On the left, too, many believe the battle is far from over. Even in the midst of the celebrations at Washington Square, I see signs overhead:
“Kids are still in cages”
“The War Goes On”
I think back to two nights ago, before the celebrations began, when I stumbled across “count every vote” protesters a few blocks from this park. That night, the sound of celebration was replaced by an automated voice blaring from a speaker. “This is the New York City Police Department,” it said. “You are unlawfully in the roadway.”
In front of me, a solid wall of officers stood, gripping batons in hand. I watched between their uniformed shoulders as across the road, the line moved forward, forcing crowds off the street and onto the footpath. The police were “kettling” – a technique they had spent past months practicing on Black Lives Matter protesters.
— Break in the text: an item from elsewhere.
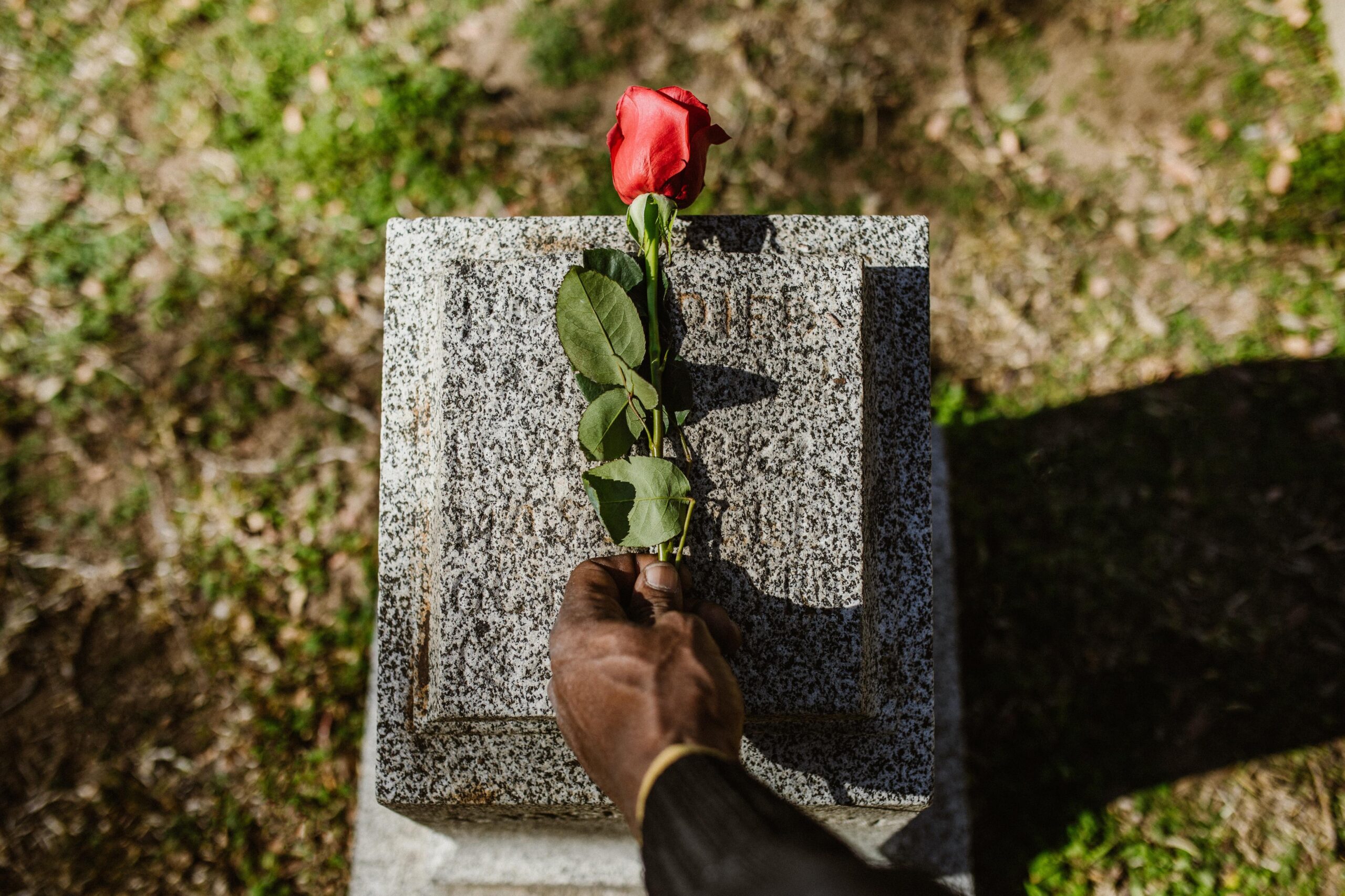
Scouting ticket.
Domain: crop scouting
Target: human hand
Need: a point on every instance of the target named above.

The strategy is named for the old-fashioned water kettle. It accelerates water to boiling point by trapping steam inside, heat and pressure building.
Groups of demonstrators are trapped within a perimeter of riot police, and detained en masse.
Across the street, the line of police surged forward suddenly. There was nowhere for protesters to go: they hit the boarded up shop windows of a Wells Fargo. Teenagers toppled over in the crush. People started screaming. People were face-down on the concrete. I watched a young man look up from where he lay on the ground, officer cuffing his wrists, cheek pressing into the ground.
This particular vision has become a familiar scene in New York. Enormous protests denouncing the killing of unarmed Black people by police have surged through the city for months. Tonight, as Black Lives Matter protesters mix with “count every vote” demonstrators, some of the slogans are different, but the overall picture is the same. And this, too, will be the inheritance of the Biden administration, both in New York and across the country: a country streaked with conflict, unrest, long-festering inequalities, demanding a reckoning over racial injustice.
Biden is not a radical change candidate. Even if he was, winning the presidency but failing to flip the Senate will see the Biden administration struggling to produce the kind of comprehensive legislative reform – on criminal justice, on healthcare, on climate change, on immigration – that the left has been calling for.
Hours after a Biden win is announced, I talk to a woman who is standing outside a subway station with a sign: “Let’s put Joe and Kamala to Work,” it reads, “Make American Antiracist Now!”
I ask her how long she’s been standing there. “Five hours,” she says.
Hope you get a chance for a break, I tell her.
“I hope we get change, is what I hope,” she says. “But right now, this is a win. I celebrate this as a win.”